Pancreatic carcinoma (PC) is a leading cause of cancer death worldwide, with the accelerating incidence and mortality in recent years. An estimated 37,685 new cases were diagnosed in United States annually (1). With the increasing complexity of the risk factors, the incidence of PC is rising. Its advanced stage at diagnosis and insensitivity to current therapies makes PC having the poorest prognosis of any major tumor types (2-4). Accordingly, it is imperative to explore new therapeutic targets for PC.

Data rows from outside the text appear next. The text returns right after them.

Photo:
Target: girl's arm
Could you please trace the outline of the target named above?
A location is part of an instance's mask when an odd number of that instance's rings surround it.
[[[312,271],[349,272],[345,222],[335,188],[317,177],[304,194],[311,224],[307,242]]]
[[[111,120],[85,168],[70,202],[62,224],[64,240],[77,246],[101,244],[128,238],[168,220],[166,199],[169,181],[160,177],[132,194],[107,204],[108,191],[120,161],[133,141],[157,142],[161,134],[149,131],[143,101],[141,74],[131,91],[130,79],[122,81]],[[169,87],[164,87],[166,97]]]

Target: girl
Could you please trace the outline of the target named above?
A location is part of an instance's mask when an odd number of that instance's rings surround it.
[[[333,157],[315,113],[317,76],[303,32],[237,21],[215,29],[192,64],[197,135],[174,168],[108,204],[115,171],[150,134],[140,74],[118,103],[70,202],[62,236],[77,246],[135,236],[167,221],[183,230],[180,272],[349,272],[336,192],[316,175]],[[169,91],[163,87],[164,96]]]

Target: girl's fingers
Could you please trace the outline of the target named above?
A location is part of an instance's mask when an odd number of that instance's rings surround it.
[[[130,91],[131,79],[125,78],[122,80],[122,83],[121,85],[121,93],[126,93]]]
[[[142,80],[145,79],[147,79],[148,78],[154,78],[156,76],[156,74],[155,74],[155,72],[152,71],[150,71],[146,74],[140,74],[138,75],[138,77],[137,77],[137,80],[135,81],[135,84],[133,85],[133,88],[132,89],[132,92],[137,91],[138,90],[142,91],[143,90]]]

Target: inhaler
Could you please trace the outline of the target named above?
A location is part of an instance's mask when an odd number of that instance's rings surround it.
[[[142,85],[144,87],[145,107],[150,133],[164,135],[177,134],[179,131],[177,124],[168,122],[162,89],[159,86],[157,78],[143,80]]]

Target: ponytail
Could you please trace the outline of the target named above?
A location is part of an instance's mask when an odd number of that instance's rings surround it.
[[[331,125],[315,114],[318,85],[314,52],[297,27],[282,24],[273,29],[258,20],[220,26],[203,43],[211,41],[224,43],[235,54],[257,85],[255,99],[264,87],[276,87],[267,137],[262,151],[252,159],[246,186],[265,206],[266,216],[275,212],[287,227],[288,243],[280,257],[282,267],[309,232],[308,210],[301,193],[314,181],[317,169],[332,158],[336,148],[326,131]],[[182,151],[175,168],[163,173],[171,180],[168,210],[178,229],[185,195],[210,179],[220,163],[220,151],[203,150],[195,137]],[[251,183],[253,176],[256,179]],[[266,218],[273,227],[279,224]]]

MicroRNAs (miRs) are short (∼21 nt in length) non-coding RNAs, which suppress target gene expression by base pairing with complementary nucleotides in the 3'untranslated region (3'UTR) to induce messenger RNA (mRNA) silence or translational inhibition (5). MiRs are involved in numerous pathological activities, including the development and progression of tumors (6). Some miRs are reported to participate in the genesis of pancreatic cancer. Downregulation of miR-192 could promote pancreatic cancer progression (7). miR-222, miR-182, and miR-454 have been discovered as potential regulatory factors for pancreatic cancer (8-11). Upregulation of miR-19b-3p has been reported in many types of cancers, including lung cancer (12), nasopharyngeal carcinoma (13), and breast cancer. However, the role of miR-19b-3p in pancreatic cancer is unknown. Phosphatase and tension homolog (PTEN) is a well-known target gene of miR-19b-3p involved in many tumorigenesis process (14), and the lipid phosphatase function of PTEN is critical for its anti-tumor activity.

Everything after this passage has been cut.